Genau das erklärt aber, warum Romy Kreienberg zu Wochenbeginn im Olbersdorfer Neubaugebiet kaum Räumfahrzeuge sah. „Die gesamte Grundbachsiedlung ist ein verkehrsberuhigter Bereich, in dem es keine Fußwege gibt“, sagt der Olbersdorfer Hauptamtsleiter Ralph Bürger. „Laut Räum- und Streupflichtsatzung der Gemeinde sind hier die Vermieter für die Beräumung verantwortlich, und zwar auf einem Streifen von 1,5 Metern entlang der Grundstücksgrenze.“ Theoretisch müsste die Gemeinde nicht schieben in der Grundbachsiedlung, so Bürger. „Wir tun das aber trotzdem, wenn wir es schaffen.“ So gebe es unter anderem mit dem örtlichen Wohnungsunternehmen KWV Abstimmungen zum Schneeschieben. „Wie helfen uns da gegenseitig, oder beauftragen dafür Fremdfirmen“, sagt Ralph Bürger.

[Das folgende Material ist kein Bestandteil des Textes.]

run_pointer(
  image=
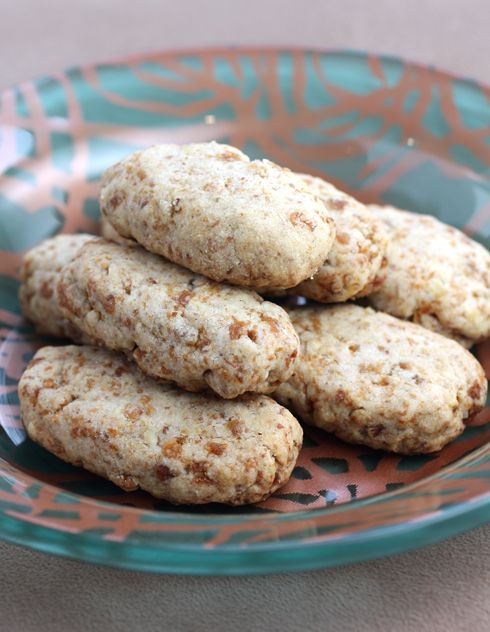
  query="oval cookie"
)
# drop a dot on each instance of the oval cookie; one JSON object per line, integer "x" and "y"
{"x": 375, "y": 380}
{"x": 108, "y": 232}
{"x": 177, "y": 325}
{"x": 40, "y": 271}
{"x": 94, "y": 409}
{"x": 355, "y": 263}
{"x": 209, "y": 208}
{"x": 436, "y": 276}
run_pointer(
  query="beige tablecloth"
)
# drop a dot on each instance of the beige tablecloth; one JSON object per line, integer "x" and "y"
{"x": 441, "y": 588}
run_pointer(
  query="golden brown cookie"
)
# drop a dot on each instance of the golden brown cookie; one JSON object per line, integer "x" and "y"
{"x": 40, "y": 271}
{"x": 375, "y": 380}
{"x": 209, "y": 208}
{"x": 175, "y": 324}
{"x": 436, "y": 276}
{"x": 94, "y": 409}
{"x": 355, "y": 264}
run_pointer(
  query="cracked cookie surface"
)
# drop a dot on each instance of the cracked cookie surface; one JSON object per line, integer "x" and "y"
{"x": 41, "y": 267}
{"x": 372, "y": 379}
{"x": 209, "y": 208}
{"x": 436, "y": 276}
{"x": 93, "y": 408}
{"x": 175, "y": 324}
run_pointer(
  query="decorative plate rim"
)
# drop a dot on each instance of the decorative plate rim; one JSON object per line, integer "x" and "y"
{"x": 234, "y": 559}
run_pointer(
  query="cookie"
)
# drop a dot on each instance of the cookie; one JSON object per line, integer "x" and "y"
{"x": 175, "y": 324}
{"x": 436, "y": 276}
{"x": 211, "y": 209}
{"x": 92, "y": 408}
{"x": 372, "y": 379}
{"x": 355, "y": 263}
{"x": 108, "y": 232}
{"x": 40, "y": 270}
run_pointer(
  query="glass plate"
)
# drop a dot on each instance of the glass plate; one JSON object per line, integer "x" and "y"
{"x": 382, "y": 129}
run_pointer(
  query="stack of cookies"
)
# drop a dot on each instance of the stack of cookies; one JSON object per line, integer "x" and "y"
{"x": 178, "y": 352}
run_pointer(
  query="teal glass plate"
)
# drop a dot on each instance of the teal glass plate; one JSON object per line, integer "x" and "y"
{"x": 386, "y": 131}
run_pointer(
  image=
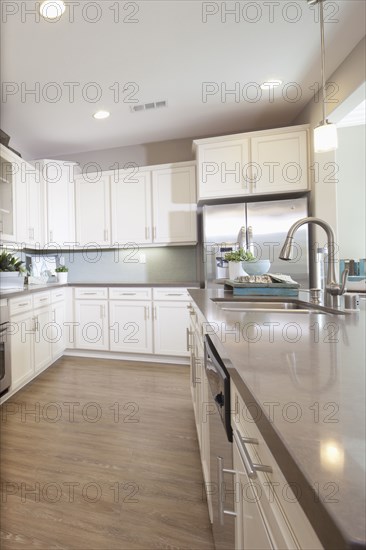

Dass man gegen einen plötzlichen starken Wintereinbruch – wie in dieser Woche erlebt – oft machtlos ist, versteht auch Romy Kreienberg. „Ich habe nichts gegen den Winter“, sagt sie. Doch sie wünscht sich, dass an solchen Tagen auch in der Grundbachsiedlung öfter Schnee geschoben wird. Ein kleines bisschen ist ihr dieser Wunsch schon am Donnerstag erfüllt worden: „Da ist am Vormittag geschoben worden“, sagt Romy Kreienberg.